Houston, Where Are The Problems?
You can’t talk about a Bethesda game without mentioning their goofy bugs or silly glitches or whatever else fans like to call their lack of polish. So, pairing Bethesda with modern gaming’s norm of disastrous AAA launches (I’m looking at you, Redfall), it was presumed that Starfield would be a mess. A fun mess, but a jumbled package nonetheless.
Yet, the one way Starfield is unlike any Bethesda game before is its level of polish and pristine performance. In my 100 hours of play, I’ve only experienced a few minor bugs and one crash. The crash was after I unplugged my Xbox Series S and attempted to Quick Resume in the middle of New Atlantis, so the jury is out on whether Starfield’s performance was the actual culprit.
As for the bugs, they didn’t impact gameplay at all. My character model darkened in the menu, a problem resolved with a relaunch, and an enemy clipped through a door once as he opened it.
Performance-wise, I’ve only suffered from marginal frame drops in certain parts of New Atlantis or when building an outpost with the aerial camera. I’ve played on the Xbox Series S my entire time, and it’s run beautifully. I’ve actually been taken aback a time or two, as I wasn’t even sure the Series S could render the lighting and detail Starfield boasts.
Definitely Not Microsoft Flight Simulator
My biggest complaint for Starfield has nothing to do with performance or lack of content – and I later realized it makes the game better. Save for combat encounters and very short jogs when warping to a Staryard, there’s no point in driving your ship around.
One thing I love about Elite Dangerous and No Man’s Sky is sitting back and cruising through the stars. I adore engaging in hyperdrive and seeing I have 30 seconds to a minute before I arrive at my destination. That’s nonexistent in Starfield, but here’s why that’s okay.
There is much more to do in Starfield than in NMS and ED. Manually driving from planet to planet would slow the player down immensely, making intergalactic travel a slog. Where No Man’s Sky is all about blindly exploring with little need to backtrack to any planet, Starfield adds a layer of deep questing that takes players back to the same cities, planets, and systems.
Driving back and forth would get tiresome, so I can sympathize with Bethesda’s choice to omit manually flying from planet to planet. That said, I still wish it was an option. Even if it took five minutes to fly to a planet, it would be nice to do so, especially since you can get out of the captain’s seat and walk around your ship mid-flight.
I had plans going into Starfield. I thought I knew how I was going to play. But like a solar flare to a ship, Bethesda’s masterpiece of a space RPG knocked me into a black hole where hours feel like minutes, and any attempt to escape its intoxicating grasp is futile. I got lost in space, and it felt so good.
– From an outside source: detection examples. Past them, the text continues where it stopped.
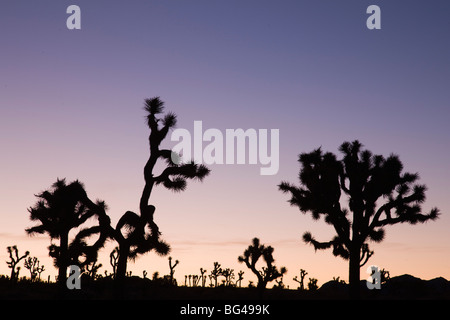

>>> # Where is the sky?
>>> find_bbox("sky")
[0,0,450,288]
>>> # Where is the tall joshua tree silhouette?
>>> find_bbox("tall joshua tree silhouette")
[25,179,110,288]
[112,97,210,280]
[278,141,439,298]
[238,238,287,292]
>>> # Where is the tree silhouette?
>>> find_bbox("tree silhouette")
[169,257,180,285]
[6,245,30,282]
[111,97,210,281]
[23,257,44,281]
[292,269,308,290]
[238,238,287,291]
[26,179,110,287]
[279,141,439,298]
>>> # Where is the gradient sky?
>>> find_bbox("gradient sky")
[0,0,450,288]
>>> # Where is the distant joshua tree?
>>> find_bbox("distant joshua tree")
[236,270,244,288]
[26,179,110,288]
[292,269,308,290]
[112,97,210,280]
[209,262,222,287]
[308,278,319,291]
[6,245,30,282]
[109,247,119,278]
[238,238,287,291]
[279,141,439,298]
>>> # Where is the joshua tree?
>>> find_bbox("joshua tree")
[209,262,222,287]
[23,257,39,281]
[236,270,244,288]
[169,257,180,284]
[200,268,206,287]
[292,269,308,290]
[112,97,210,280]
[238,238,287,291]
[308,278,318,291]
[279,141,439,298]
[109,247,119,278]
[84,261,103,280]
[26,179,110,287]
[6,245,30,282]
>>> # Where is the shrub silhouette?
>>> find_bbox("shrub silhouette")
[238,238,287,291]
[6,245,30,282]
[279,141,439,298]
[24,257,45,281]
[26,179,110,288]
[292,269,308,290]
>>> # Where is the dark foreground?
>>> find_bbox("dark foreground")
[0,275,450,301]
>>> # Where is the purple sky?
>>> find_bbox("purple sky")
[0,0,450,286]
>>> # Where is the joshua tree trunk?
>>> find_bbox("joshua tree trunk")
[58,232,69,288]
[116,245,130,282]
[348,243,360,299]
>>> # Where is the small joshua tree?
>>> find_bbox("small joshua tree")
[6,245,30,282]
[109,247,119,278]
[111,97,210,282]
[210,262,222,287]
[279,140,440,298]
[236,270,244,288]
[23,257,39,281]
[200,268,206,287]
[169,257,180,285]
[308,278,318,291]
[292,269,308,290]
[238,238,287,291]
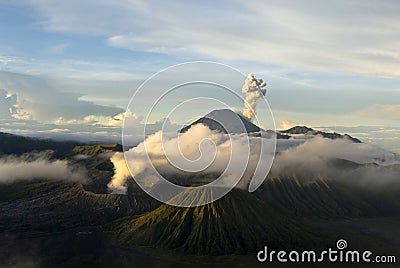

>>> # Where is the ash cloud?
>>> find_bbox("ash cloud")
[242,74,267,120]
[0,151,87,184]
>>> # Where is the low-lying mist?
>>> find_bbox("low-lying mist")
[0,151,87,184]
[108,124,400,194]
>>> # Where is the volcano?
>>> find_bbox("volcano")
[180,109,262,134]
[111,189,319,255]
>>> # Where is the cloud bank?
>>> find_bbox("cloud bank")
[108,124,400,194]
[0,152,87,184]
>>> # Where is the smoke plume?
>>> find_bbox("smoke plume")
[0,151,87,184]
[242,74,267,120]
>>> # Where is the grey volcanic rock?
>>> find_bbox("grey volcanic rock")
[180,109,262,134]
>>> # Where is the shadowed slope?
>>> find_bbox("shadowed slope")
[112,189,324,254]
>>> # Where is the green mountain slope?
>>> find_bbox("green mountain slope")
[110,189,319,255]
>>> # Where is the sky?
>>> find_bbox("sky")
[0,0,400,152]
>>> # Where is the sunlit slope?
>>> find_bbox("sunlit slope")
[111,189,319,254]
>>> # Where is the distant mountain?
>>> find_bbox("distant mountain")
[72,143,122,155]
[179,109,361,143]
[110,189,319,255]
[180,109,261,134]
[280,126,362,143]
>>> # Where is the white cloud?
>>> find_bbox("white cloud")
[29,0,400,77]
[0,152,87,184]
[0,71,123,123]
[355,104,400,121]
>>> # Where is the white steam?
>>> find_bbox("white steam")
[108,124,400,194]
[108,124,266,194]
[0,151,87,184]
[242,74,267,120]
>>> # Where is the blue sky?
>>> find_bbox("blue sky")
[0,0,400,151]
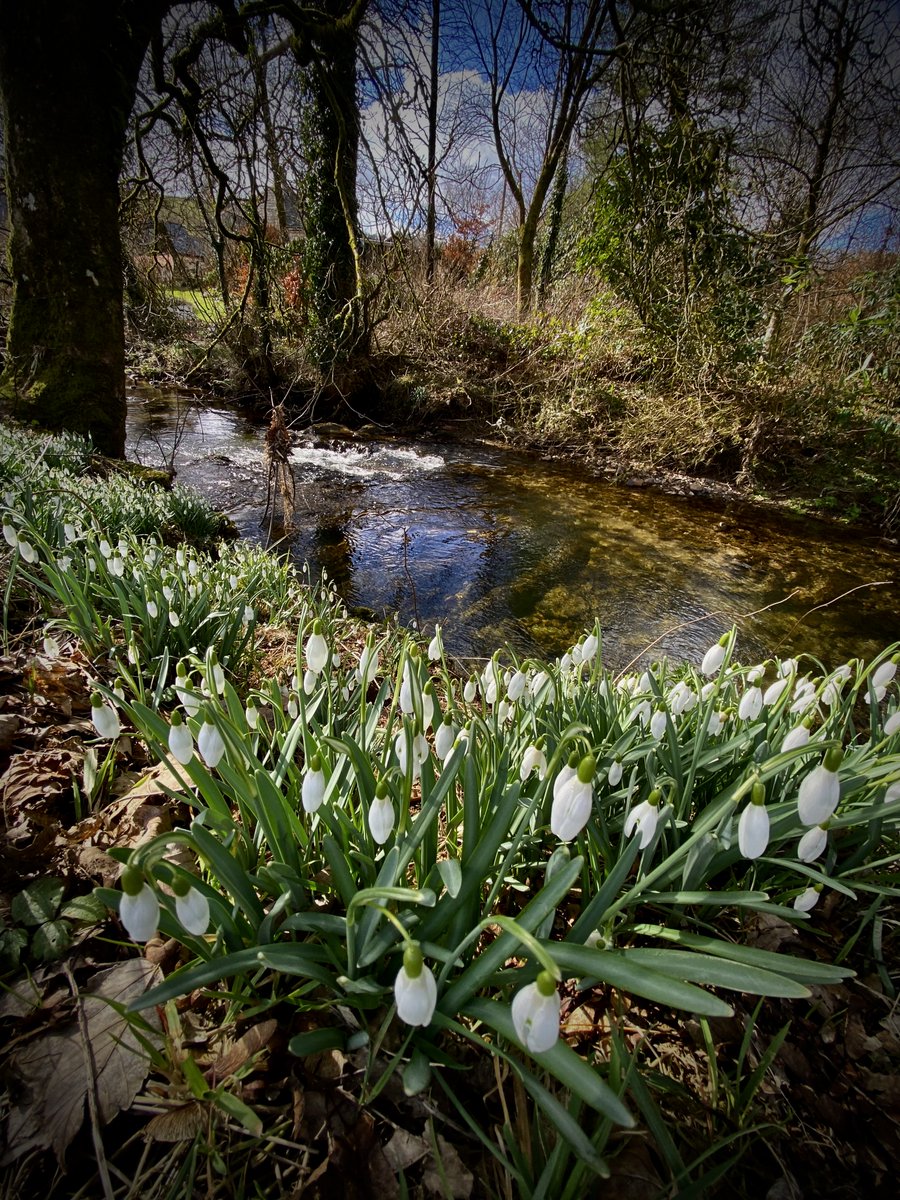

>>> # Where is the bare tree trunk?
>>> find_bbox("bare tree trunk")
[0,0,166,456]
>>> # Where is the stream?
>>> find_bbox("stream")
[127,388,900,670]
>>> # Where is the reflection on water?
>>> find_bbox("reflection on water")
[128,392,900,667]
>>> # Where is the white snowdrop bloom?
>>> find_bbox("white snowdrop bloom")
[169,713,193,767]
[306,620,328,674]
[434,715,457,762]
[91,691,121,739]
[793,883,822,912]
[738,800,769,858]
[581,634,600,662]
[394,942,438,1026]
[368,791,394,846]
[119,868,160,942]
[797,751,841,824]
[300,755,325,812]
[781,725,809,754]
[700,642,725,678]
[629,700,652,728]
[518,745,547,784]
[624,792,659,850]
[797,826,828,863]
[738,688,762,721]
[428,625,444,662]
[510,971,560,1054]
[762,679,790,708]
[550,755,596,841]
[197,718,224,770]
[528,671,550,700]
[356,642,378,688]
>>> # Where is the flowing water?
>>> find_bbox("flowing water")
[128,390,900,668]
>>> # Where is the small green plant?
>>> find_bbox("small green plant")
[0,877,104,976]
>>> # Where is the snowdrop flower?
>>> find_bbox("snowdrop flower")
[422,680,434,730]
[762,679,791,708]
[506,671,528,704]
[797,749,844,826]
[169,713,193,767]
[119,866,160,942]
[301,754,325,812]
[428,625,444,662]
[91,691,122,738]
[306,620,328,674]
[738,779,769,858]
[172,877,209,937]
[434,713,456,762]
[781,725,809,754]
[738,688,762,721]
[518,746,547,784]
[793,883,822,912]
[624,788,660,850]
[356,640,378,688]
[700,635,727,678]
[797,826,828,863]
[394,942,438,1025]
[550,755,596,841]
[650,708,666,742]
[512,971,560,1054]
[197,718,224,770]
[368,780,394,846]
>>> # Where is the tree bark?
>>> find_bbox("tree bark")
[0,0,164,457]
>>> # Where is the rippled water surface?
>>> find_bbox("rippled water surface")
[128,392,900,667]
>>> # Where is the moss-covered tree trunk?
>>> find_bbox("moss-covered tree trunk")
[294,0,370,373]
[0,0,160,456]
Starfield is THE space game. There’s no reason to play any others, at least not any currently available. It’s an experience made even more enticing as the game will be available on Game Pass from day one and forever. With modders supposedly having the ability to craft entire planets, it’s likely Starfield will dominate the space RPG genre for years and years to come.
10 / 10
|+ It’s bigger and better than Todd and Phil said it would be|
|+ Procedural content feels more practical than in other games|
|+ Combat is satisfying, creative, and gives players many options|
|+ Game allows you to play how you want truly & makes choices matter|
|+ Did I mention there is a lot of content… like a lot|
Gamepur team received an Xbox Series X|S code for the purpose of this review.